While I'm not a believer of the 'FDR knew about Pearl Harbor' theory, he had to have known that the oil embargo was going to have repercussions that were likely to hit the US and given us cause to enter. Hell, the US has gone to war over a lot less, something like the sinking of the USS Maine or the Gulf of Tonkin Incident was enough to incite wars under far less tense circumstances.

Regardless of what Hitler did, the U.S. was going to be dragged into WW2 because of the Japanese. In particular with the Japanese, I'm surprised that they chose to go after the U.S. as opposed to focusing more on Russia and the vast natural resources there. I don't know enough about the petroleum industry in the USSR during the 30s into the 40s, so perhaps the issue was that their energy supply was grossly underdeveloped compared to the U.S. and that was why Japan took the gambit of attacking the U.S. the USSR is right on their doorstep, and the red army was pretty weak when Hitler invaded.

At the end of the day FDR and the higher-ups knew that Hitler in Europe was the bigger fish to fry. Japanese actions made it convenient for us to enter, but had they managed not to directly provoke us at some point point we would've gotten involved imo.
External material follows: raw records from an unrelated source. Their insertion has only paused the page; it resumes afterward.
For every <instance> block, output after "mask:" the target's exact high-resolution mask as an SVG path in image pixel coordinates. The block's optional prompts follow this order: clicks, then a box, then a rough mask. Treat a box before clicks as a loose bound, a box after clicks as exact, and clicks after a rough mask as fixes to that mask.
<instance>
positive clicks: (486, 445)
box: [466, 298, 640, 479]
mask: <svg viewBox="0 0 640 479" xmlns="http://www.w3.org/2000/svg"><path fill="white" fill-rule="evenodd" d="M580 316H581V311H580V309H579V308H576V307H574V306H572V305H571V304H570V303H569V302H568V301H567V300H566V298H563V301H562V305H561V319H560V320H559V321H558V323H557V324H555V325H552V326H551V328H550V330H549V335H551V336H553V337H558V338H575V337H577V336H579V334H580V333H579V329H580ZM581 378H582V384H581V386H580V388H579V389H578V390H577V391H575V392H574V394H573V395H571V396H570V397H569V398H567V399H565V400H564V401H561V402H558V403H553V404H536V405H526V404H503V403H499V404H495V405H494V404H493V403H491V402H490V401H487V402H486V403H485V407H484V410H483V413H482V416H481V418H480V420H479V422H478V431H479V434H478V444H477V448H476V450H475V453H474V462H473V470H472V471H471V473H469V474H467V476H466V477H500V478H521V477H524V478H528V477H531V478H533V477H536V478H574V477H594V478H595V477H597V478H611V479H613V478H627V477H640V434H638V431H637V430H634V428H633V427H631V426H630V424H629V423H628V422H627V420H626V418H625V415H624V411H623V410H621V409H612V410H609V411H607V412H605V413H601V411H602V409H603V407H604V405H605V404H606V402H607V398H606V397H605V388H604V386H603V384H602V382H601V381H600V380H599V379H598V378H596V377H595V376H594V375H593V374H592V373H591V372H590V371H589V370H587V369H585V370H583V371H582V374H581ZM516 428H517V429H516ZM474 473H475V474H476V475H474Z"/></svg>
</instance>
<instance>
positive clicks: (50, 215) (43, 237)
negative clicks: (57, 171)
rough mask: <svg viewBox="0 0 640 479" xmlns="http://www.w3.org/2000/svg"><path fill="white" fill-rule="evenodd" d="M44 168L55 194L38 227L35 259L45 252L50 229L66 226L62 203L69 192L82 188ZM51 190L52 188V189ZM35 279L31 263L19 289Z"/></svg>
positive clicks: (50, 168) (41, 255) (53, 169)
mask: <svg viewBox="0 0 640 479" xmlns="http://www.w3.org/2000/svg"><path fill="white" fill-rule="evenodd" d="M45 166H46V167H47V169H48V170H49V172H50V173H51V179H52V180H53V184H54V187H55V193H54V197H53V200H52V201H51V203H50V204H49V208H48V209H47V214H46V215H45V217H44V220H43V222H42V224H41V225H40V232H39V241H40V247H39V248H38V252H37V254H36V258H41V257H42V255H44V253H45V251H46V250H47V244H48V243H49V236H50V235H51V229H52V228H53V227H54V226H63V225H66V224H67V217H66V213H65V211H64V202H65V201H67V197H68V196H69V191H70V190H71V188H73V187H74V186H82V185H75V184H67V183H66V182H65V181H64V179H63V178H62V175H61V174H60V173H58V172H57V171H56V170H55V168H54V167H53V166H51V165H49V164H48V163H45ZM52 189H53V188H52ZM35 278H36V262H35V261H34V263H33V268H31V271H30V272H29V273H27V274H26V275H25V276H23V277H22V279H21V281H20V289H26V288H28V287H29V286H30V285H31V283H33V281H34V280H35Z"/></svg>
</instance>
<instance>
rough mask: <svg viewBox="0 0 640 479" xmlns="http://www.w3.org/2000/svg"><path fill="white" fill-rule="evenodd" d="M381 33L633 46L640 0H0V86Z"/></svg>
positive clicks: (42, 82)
Even if there was quite a bit of isolationist sentiment present within the population and Congress at the time, FDR would've had enough political clout to eventually push us into the war under similar justification as Wilson's "make the world safe for democracy" argument, combined with an appeal to humanitarian morality against a genocidal regime. The Selective Service Act was signed into law over a year before Pearl Harbor after all, and primarily in response to the fall of France.

If Japan's Army hadn't stalled out on the Asian mainland, the Empire never would have had to turn west to meet their raw material needs.